The editorial touches on a sore subject.
A key US House Armed Services Committee member has admitted laws restricting technology sharing with allies are still holding back AUKUS cooperative projects.
Under existing laws, “we have to treat Canada better than Australia,” Representative Rob Wittman told a Center for Strategic and International Studies (CSIS) conference last week.
He said a “higher level of trust” was still needed among the “five eyes” intelligence-sharing partners – Australia, New Zealand, Canada, the United Kingdom and the United States.
Meanwhile, the Pentagon’s chief of defence acquisitions Bill LaPlante has pointed to the 1960s-era Polaris Agreement with the UK as a successful model which should serve as a model for the AUKUS pact.
Polaris was a program where the US shared advanced nuclear submarine and ballistic missile technology with the UK to accelerate its nuclear deterrence program.
“Since then, the missile compartments of the SSBNs – the UK and the US – are identical. When you walk into one on a Vanguard-class submarine, you’re walking into a trident missile compartment. The data – with the exception of perhaps a very sensitive part of the physics package – everything else is shared,” he told the Maritime Security Dialogue last week.
“That is a model of what we have to do, I believe, in AUKUS,” he added. “And it’s got to be set up at that level. And I think that we have the political will to do it.”
Capability, capacity, competence
Canberra is expected to buy between three and five second-hand Virginia-class attack submarines from the United States over the next two decades to fill a dangerous capability gap. Over the past two decades, federal government inaction has left Australia’s ageing Collins-class diesel-electric submarines operating far beyond their design life.
In August, a deadly fire aboard one of Australia’s oldest operational submarines, HMAS Farncombe, is believed to have been caused by degraded electrical systems.
The AUKUS announcement by former Prime Minister Scott Morrison came as a surprise and abruptly ended a troubled multibillion-dollar deal with France to convert one of its nuclear submarine designs into a diesel-electric powered vessel for Australia.
Since then, the US has repeatedly raised doubts that it has enough of its own submarine-building capability to sustain its own fleet – let alone replace any operational vessels sold to Australia.
Last year, Canberra invested up to $1 billion in US shipyards to show its support.

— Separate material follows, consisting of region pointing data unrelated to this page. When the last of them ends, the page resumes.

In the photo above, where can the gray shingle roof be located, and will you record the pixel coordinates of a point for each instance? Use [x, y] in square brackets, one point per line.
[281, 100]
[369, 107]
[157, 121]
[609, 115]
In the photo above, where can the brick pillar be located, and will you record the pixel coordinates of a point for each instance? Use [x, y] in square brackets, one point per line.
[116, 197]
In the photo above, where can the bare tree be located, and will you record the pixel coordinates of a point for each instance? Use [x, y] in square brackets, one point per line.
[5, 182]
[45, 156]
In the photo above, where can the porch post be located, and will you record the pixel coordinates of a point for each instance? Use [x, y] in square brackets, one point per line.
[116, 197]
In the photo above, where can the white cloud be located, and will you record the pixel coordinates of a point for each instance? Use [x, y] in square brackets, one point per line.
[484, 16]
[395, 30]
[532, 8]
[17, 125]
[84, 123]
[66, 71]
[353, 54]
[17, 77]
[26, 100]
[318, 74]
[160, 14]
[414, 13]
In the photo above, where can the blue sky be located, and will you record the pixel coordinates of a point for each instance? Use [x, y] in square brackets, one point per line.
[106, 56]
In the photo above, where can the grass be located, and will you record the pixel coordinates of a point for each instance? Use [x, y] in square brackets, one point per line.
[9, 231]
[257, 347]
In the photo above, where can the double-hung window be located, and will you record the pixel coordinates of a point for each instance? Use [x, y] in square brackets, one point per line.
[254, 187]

The British MoD announcement does not reference joint funding with Canberra, investment in Australian infrastructure or Australia’s involvement in the submarine’s design.
Earlier this year, Canberra committed to a $2 billion expansion of Australia’s shipbuilding facility at Osborne, Adelaide. But a further $4 billion must be spent to get the facility – and its employees – up to a level capable of assembling the remaining eight nuclear submarines planned under a yet-to-be-determined joint construction deal with the UK.

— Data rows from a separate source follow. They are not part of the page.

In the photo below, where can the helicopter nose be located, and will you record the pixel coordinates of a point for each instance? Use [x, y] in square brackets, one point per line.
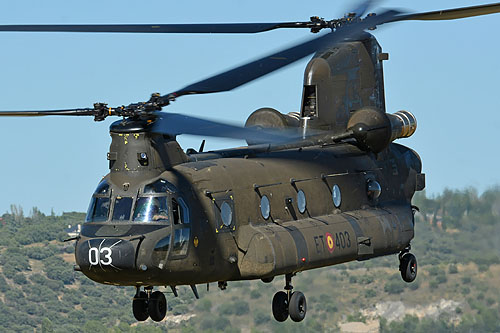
[100, 255]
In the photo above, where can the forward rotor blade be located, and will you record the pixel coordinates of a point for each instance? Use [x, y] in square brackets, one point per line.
[176, 124]
[248, 72]
[363, 7]
[41, 113]
[453, 14]
[157, 28]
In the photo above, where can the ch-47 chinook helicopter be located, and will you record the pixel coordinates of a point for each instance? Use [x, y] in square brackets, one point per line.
[312, 189]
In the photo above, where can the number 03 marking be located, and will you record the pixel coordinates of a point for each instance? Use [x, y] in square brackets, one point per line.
[95, 256]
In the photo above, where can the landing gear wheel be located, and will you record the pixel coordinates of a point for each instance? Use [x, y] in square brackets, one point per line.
[280, 306]
[408, 267]
[157, 306]
[140, 306]
[297, 307]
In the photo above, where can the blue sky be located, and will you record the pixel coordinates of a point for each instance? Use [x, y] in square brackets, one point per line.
[446, 73]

Royal Australian Navy Vice Admiral Mark Hammond told the US Naval Institute last month that Australia’s greatest challenge was establishing a suitable skills base.
“My biggest challenge is probably the workforce to enable this to transform from completely conventional submarine force to nuclear power … which needs to be a bit bigger than what we’ve got,” Hammond said.
The RAN has already begun sending officers and engineers to the US and UK to gain experience working with nuclear reactors.
“The professional journey that we’re on is about lifting our skills around nuclear power. The rest of the submarine piece we’re pretty much good on … The big lift is making sure that we can manage and steward the nuclear ocean piece. You can’t fake that you’ve got to earn the trust.”